Responding to a parliamentary question, gambling minister Chris Philp has suggested the government needs to go “significantly further” in terms of regulation. Nevertheless, in a possible olive branch to the industry, he did emphasise the need to be “proportionate” and avoid placing “unreasonable obstacles in the way” of leisure players.

Chris PhilpLabour MP Paul Blomfield asked the minister how the government intends to reform the gambling sector.

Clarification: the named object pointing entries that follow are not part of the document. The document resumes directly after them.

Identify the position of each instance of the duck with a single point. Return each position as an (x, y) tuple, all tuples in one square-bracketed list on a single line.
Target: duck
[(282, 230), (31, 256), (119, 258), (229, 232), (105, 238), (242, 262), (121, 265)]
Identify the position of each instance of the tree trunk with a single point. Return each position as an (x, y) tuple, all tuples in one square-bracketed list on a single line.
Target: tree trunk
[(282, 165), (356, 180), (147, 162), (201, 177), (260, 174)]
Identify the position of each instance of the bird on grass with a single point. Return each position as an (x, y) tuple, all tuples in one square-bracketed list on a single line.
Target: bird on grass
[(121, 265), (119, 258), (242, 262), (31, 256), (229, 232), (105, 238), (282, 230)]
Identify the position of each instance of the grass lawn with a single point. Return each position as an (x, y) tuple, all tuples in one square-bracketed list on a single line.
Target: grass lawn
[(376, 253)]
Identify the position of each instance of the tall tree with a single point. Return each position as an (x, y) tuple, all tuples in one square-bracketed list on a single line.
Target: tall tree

The question came following the recent Sheffield Coroner’s verdict that “system failures” had led to the death of Jack Ritchie.

Philp highlighted a range of safer gambling measures which had been introduced under successive Conservative governments since 2017. These included reducing the FOBT stake to £2 per spin, a ban on credit card transactions, tighter restrictions on VIPs, and increasing the age limit of National Lottery products to +18.

“But these measures are not enough by a long chalk and we need to go further,” Philp contended, speaking on 22 March. “The evidence that we have seen, including from this coroner’s report and from many other sources, makes the case that we need to go significantly further to make sure that people are appropriately protected.”

At the same time, the minister reiterated that he was unable to preannounce specific policy proposals ahead of the release of the government’s forthcoming White Paper.

“As we seek to reform our country’s gambling legislation through the review, we do so with cases like Jack Ritchie’s in mind,” Philp stated. However, he stressed that the government wants “to be proportionate in taking those steps”.

“We do not want to prevent people who want to gamble on a leisure basis from doing so or put unreasonable obstacles in the way – but we do need to take action,” he emphasised.